I totally understand that the code is mission critical and should not be exempt, but please understand that from my perspective as a customer of Sentry I am not interested nor involved into the decisions that go into building the SDK.

The code in question is an implementation detail of the SDK itself, and for the same reason as implementation details should not be within the purview of the consumers of a piece of code, the same logic should apply here.

The SDK should be intelligent enough to tag these specific instances and give me an option to opt out of them. If you will, there should be a third option "drop-error-if-contains-third-party-frames-other-than-sentry-internal-implementation-frames" :)

[lforst]

Thanks for raising this then! Gonna backlog this as a feature request. It is uncertain whether we can figure something out.

[gabrielecirulli]

Thanks. In the meantime do you have any insight on how other customers with ad networks on their site handle this issue? It would be very useful to know.

[lforst]

I don't have specific insights but I recommend checking whether any of the methods we provide to filter events fits your use case: https://docs.sentry.io/platforms/javascript/configuration/filtering/

Most of the time there is at least one common denominator to rule out a class of errors.

[tsirlucas]

is it safe to assume that if the frames array length is bigger than 1, then the first frame is going to be the sentry call OP is talking about? is it possible for you guys to tag these frames with something like isSentryCall?

i did some tests and best solution i can find is using beforeSend to filter based on filename, but always ignore the first frame cause its going to be the sentry call which is my own code

if we can have some kind of flag in the frame it would be really nice the integration can even take advantage of this flag to implement what OP requested

[lforst]

is it possible for you guys to tag these frames with something like isSentryCall?

Technically impossible - if certain requirements are lifted, flakeyly.

The solution I am eyeing is just popping frames in the event processing.

[patroza]

is it possible for you guys to tag these frames with something like isSentryCall?

Technically impossible - if certain requirements are lifted, flakeyly.
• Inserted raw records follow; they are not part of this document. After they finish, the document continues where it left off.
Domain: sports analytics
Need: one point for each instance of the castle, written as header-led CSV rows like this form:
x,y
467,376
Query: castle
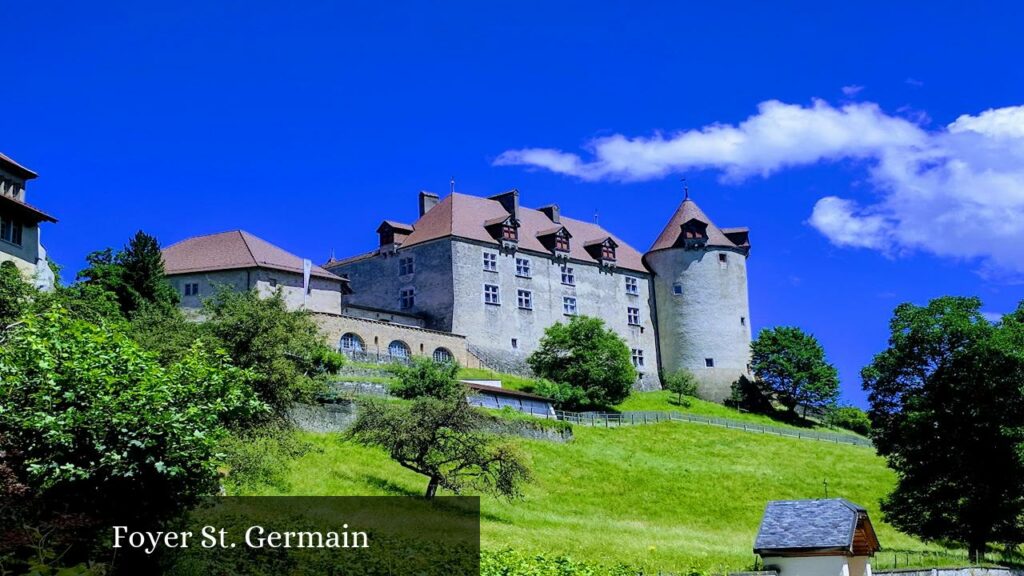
x,y
500,273
19,225
478,280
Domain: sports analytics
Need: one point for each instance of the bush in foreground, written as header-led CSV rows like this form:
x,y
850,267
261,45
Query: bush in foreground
x,y
588,359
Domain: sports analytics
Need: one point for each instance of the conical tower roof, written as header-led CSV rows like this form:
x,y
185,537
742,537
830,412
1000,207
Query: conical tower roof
x,y
688,210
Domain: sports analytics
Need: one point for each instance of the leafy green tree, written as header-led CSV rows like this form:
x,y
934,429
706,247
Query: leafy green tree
x,y
851,418
135,275
283,347
424,377
439,438
586,355
682,383
15,294
947,413
791,366
101,428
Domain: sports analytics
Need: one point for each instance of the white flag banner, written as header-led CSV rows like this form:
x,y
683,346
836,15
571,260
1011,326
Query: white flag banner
x,y
307,266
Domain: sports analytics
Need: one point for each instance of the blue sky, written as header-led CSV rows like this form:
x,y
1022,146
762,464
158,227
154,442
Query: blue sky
x,y
877,176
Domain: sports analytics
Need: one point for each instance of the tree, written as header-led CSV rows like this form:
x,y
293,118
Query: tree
x,y
682,383
947,413
283,347
15,294
851,418
440,439
424,377
91,424
586,356
791,366
135,275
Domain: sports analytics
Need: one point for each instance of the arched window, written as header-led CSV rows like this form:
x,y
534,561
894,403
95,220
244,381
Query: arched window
x,y
351,342
398,348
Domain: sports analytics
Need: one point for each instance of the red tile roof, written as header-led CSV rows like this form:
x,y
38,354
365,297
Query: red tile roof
x,y
12,166
466,216
25,209
232,250
687,211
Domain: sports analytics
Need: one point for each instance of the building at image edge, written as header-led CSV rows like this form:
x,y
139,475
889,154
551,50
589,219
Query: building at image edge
x,y
500,273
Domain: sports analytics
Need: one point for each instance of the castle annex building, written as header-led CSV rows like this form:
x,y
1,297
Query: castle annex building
x,y
499,274
19,225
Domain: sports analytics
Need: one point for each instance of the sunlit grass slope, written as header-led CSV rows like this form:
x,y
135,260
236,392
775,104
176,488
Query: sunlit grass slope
x,y
668,496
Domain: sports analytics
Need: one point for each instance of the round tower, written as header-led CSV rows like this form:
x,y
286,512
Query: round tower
x,y
702,313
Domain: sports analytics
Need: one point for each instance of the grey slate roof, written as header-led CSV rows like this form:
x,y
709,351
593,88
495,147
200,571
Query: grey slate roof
x,y
792,525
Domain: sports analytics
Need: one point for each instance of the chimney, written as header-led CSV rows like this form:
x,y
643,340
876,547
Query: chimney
x,y
552,212
427,201
510,201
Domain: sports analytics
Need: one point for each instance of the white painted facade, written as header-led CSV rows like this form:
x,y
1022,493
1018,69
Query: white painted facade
x,y
819,566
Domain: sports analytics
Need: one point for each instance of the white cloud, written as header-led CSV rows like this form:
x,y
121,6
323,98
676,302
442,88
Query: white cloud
x,y
955,192
992,317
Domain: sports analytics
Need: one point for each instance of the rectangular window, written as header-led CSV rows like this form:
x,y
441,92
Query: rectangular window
x,y
633,315
568,278
525,299
492,294
408,297
568,305
406,266
10,231
491,261
522,268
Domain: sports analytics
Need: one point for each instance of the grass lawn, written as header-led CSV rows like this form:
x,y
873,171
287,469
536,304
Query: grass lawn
x,y
667,496
665,401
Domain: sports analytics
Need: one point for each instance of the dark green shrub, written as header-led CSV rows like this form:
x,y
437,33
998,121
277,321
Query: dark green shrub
x,y
851,418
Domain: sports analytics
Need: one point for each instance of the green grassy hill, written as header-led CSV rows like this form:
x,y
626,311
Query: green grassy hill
x,y
667,496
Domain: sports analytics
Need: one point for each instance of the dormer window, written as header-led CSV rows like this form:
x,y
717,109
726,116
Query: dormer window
x,y
504,230
393,234
694,234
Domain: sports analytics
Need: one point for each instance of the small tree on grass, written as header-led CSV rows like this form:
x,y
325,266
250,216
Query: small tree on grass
x,y
588,357
439,439
682,383
791,366
947,413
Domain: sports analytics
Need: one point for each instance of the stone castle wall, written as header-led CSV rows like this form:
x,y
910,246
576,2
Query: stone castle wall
x,y
377,336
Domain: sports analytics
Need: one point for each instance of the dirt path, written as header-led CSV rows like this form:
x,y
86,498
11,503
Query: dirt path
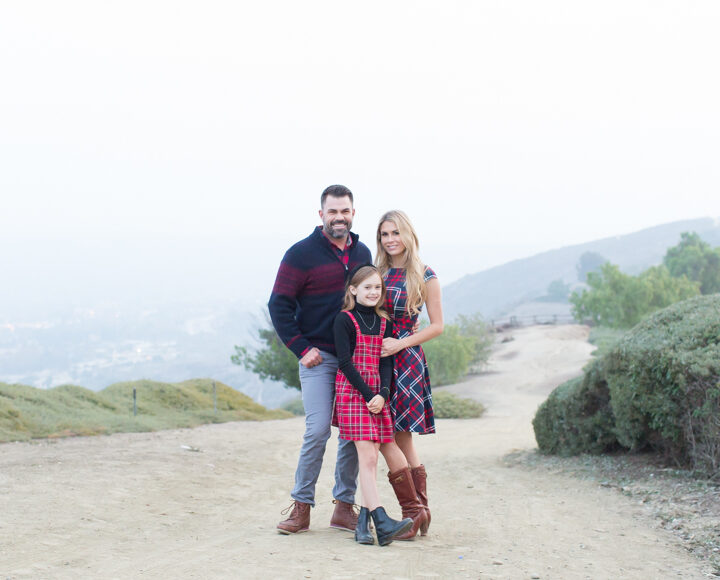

The solution I am eyeing is just popping frames in the event processing.

How is the progress?
I am just running into this myself. After some days of blissful silence..
Now I got this popping up: https://macs-holding.sentry.io/issues/6347573534/events/latest/?alert_rule_id=15804510&alert_type=issue&notification_uuid=16b5e8cf-f62c-41c0-adb9-34d516d64fce&project=4504671195299840&referrer=latest-event

I understand Sentry SDK is technically in my bundle thus considered my code, but it clearly is a third party script causing an error and Sentry catching it. it's like a self fulfilling prophecy :D

can't you just rename the function to "__SHOULD_BE_IGNORED__sentryWrapped" and filter that out? I guess the issue is minification.

[lforst]

@patroza, we haven't been looking at this recently.

Thanks for linking the event - always helps in finding edge cases.

You are completely right that Sentry is getting picked up as "your" code - which is hella shitty. You are also right that minification is the reason we cannot use function names as a identificator for dropping SDK frames is minification.

I just had an idea though that I wanna write down for posterity: This has the possibility to be a bit flakey but we could generate a stack trace in our wrapping code, parse the stack, grab the function name off the first stack frame, and drop all frames that have the same function name and are within a window of the colno (lineno is probably way too agressive in a minified situation).